Was das heißt? Nach Polanyi, Marcel Mauss und anderen waren im Vorkapitalismus die Prinzipien ‚Reziprozität‘ und ‚Redistribution‘ wesentlich (Tauschakte in Form von Geschenken, nicht als Äquivalententausch; Verteilung der Güter und Gaben an alle). Man kann die vergangene Gesellschaftsform nicht wiederherstellen und sollte sie nicht anstreben. Darauf weist Robert Kurz („Geld ohne Wert“) hin. „The Great Transformation“ thematisiert den Weg hin zum Kapitalismus. Im Umkehrschluss ist ein Übergang weg von der marktwirtschaftlichen Produktionsweise denkbar: Kapitalismus stellt nicht das Ende der Geschichte dar (Francis Fukuyama).
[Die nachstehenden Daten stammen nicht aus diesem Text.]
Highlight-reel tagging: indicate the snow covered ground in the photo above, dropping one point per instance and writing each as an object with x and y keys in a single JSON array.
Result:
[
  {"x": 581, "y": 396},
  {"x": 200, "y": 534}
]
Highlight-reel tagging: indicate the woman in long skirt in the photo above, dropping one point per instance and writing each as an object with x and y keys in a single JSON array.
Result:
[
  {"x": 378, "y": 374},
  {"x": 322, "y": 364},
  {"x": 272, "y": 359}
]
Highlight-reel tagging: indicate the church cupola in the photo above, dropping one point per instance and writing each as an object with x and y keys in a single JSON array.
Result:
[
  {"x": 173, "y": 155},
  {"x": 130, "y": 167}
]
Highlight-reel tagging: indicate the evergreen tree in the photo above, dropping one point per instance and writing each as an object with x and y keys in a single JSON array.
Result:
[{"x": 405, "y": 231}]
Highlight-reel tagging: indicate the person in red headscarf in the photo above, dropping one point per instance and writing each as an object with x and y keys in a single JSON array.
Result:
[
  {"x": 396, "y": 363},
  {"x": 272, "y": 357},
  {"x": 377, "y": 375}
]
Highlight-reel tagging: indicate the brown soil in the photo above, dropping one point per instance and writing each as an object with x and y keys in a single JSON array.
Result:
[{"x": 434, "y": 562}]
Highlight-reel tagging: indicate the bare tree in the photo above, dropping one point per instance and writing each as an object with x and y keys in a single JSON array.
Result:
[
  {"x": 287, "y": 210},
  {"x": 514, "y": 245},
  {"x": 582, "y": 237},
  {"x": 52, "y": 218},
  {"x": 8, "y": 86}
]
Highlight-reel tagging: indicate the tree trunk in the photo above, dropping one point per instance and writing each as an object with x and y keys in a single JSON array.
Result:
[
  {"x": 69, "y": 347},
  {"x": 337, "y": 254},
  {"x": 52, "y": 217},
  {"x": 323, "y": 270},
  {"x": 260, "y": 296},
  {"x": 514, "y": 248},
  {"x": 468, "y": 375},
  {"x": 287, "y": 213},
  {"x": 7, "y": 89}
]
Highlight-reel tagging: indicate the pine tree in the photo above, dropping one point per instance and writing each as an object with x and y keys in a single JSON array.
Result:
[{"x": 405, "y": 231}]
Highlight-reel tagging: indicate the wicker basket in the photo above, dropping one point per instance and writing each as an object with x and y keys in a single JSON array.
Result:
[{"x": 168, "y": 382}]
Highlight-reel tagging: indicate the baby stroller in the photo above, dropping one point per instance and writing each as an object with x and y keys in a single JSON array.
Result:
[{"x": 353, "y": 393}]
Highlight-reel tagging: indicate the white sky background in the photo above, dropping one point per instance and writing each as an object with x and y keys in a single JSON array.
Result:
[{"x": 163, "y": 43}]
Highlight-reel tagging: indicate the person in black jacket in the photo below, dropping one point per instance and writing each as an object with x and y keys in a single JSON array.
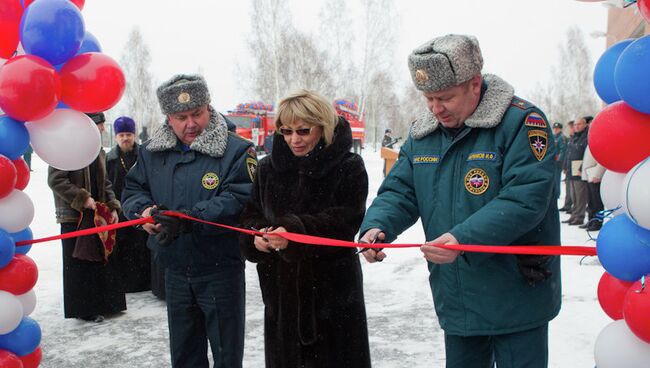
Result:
[
  {"x": 310, "y": 184},
  {"x": 194, "y": 165},
  {"x": 132, "y": 255},
  {"x": 574, "y": 154}
]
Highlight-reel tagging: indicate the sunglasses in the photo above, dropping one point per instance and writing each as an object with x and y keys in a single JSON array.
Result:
[{"x": 301, "y": 132}]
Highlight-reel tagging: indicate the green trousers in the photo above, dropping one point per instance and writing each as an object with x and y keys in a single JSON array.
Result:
[{"x": 527, "y": 349}]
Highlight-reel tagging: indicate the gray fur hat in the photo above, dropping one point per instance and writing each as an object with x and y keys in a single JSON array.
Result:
[
  {"x": 445, "y": 62},
  {"x": 182, "y": 93}
]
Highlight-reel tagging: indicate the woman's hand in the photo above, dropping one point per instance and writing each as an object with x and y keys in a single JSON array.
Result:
[{"x": 275, "y": 242}]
Für die Ökonomie jenseits von Markt und Staat weist Loske eine Reihe von Innovationen hin: Gemeinwohlökonomie, Commons Economy, solidarische Ökonomie, die bislang von der Mainstream-Ökonomie völlig vernachlässigt werden. Es entwickelt sich eine heterodoxe, plurale Ökonomie, die der politischen Unterstützung bedarf, um aus der Nische herauszukommen (an der Stelle: vielen Dank euch Schulstreikenden). Das übliche Mantra, der Markt sei ‚rational‘, ist unangemessen. Im freien und vollkommenen Wettbewerb entsteht eben kein Markt-Gleichgewicht. Bei jeder Krise zu sagen, dass nichtwirtschaftliche Einflüsse von Gewerkschaften bis Sonnenflecken (Jevons) das System ins Trudeln gebracht hätten, überzeugt nicht mehr. Im Gegenteil: durch ihr starres Festhalten an ‚effizienten Märkten‘ hat die Grenznutzentheorie die „Gesellschaft noch schlimmer gemacht: ungleicher, instabiler und weniger ‚effizient‘“ (Steve Keen).
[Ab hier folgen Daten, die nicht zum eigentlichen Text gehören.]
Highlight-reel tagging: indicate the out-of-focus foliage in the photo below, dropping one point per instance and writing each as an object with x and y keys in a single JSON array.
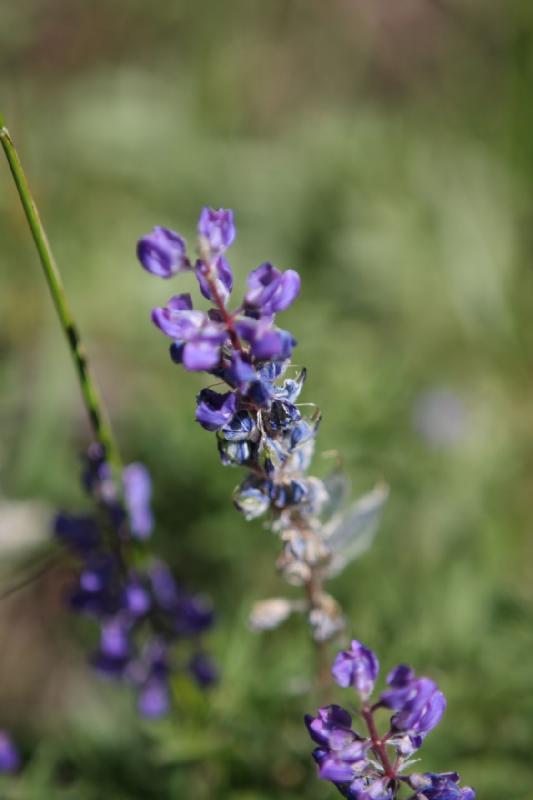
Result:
[{"x": 385, "y": 150}]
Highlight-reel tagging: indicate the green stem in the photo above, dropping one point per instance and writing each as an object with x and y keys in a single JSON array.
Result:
[{"x": 91, "y": 396}]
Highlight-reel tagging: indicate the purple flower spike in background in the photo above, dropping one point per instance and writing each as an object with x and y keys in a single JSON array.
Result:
[
  {"x": 216, "y": 230},
  {"x": 251, "y": 405},
  {"x": 418, "y": 702},
  {"x": 9, "y": 755},
  {"x": 357, "y": 667},
  {"x": 370, "y": 765},
  {"x": 163, "y": 253},
  {"x": 439, "y": 787},
  {"x": 271, "y": 290},
  {"x": 141, "y": 610}
]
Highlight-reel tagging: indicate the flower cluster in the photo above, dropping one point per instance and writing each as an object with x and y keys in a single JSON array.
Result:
[
  {"x": 141, "y": 610},
  {"x": 255, "y": 414},
  {"x": 371, "y": 766}
]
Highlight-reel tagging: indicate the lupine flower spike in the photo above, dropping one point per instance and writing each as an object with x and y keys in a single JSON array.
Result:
[
  {"x": 141, "y": 611},
  {"x": 257, "y": 419},
  {"x": 369, "y": 765}
]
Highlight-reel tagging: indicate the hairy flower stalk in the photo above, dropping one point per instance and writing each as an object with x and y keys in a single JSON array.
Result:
[
  {"x": 253, "y": 410},
  {"x": 148, "y": 625},
  {"x": 371, "y": 765}
]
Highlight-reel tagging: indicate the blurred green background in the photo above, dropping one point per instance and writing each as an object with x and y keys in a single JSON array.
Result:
[{"x": 385, "y": 150}]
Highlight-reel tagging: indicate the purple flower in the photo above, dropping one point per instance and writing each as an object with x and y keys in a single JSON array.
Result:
[
  {"x": 418, "y": 703},
  {"x": 357, "y": 667},
  {"x": 271, "y": 290},
  {"x": 137, "y": 496},
  {"x": 215, "y": 410},
  {"x": 344, "y": 764},
  {"x": 154, "y": 699},
  {"x": 114, "y": 639},
  {"x": 217, "y": 273},
  {"x": 431, "y": 786},
  {"x": 216, "y": 229},
  {"x": 200, "y": 336},
  {"x": 163, "y": 253},
  {"x": 9, "y": 755}
]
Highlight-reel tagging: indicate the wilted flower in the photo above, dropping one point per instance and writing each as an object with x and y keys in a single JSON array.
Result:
[
  {"x": 371, "y": 765},
  {"x": 141, "y": 610}
]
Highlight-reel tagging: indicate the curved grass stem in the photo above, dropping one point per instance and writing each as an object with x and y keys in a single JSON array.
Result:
[{"x": 89, "y": 389}]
Der Grundrechtsartikel 15 (Grund und Boden, Naturschätze und Produktionsmittel; Vergesellschaftung mit Entschädigung; Gesetz; Gemeineigentum oder andere Formen der Gemeinwirtschaft) darf mitgedacht werden. In der Verfassung wird deutlich auf andere Ökonomie verwiesen. Der Vollständigkeit halber sei darauf verwiesen, dass Union und Liberale 1989 die Wohnungsgemeinnützigkeit abgeschafft. Das Dilemma badet zwei Privatisierungswellen später die Gesellschaft aus, so ist das mit Entbettung.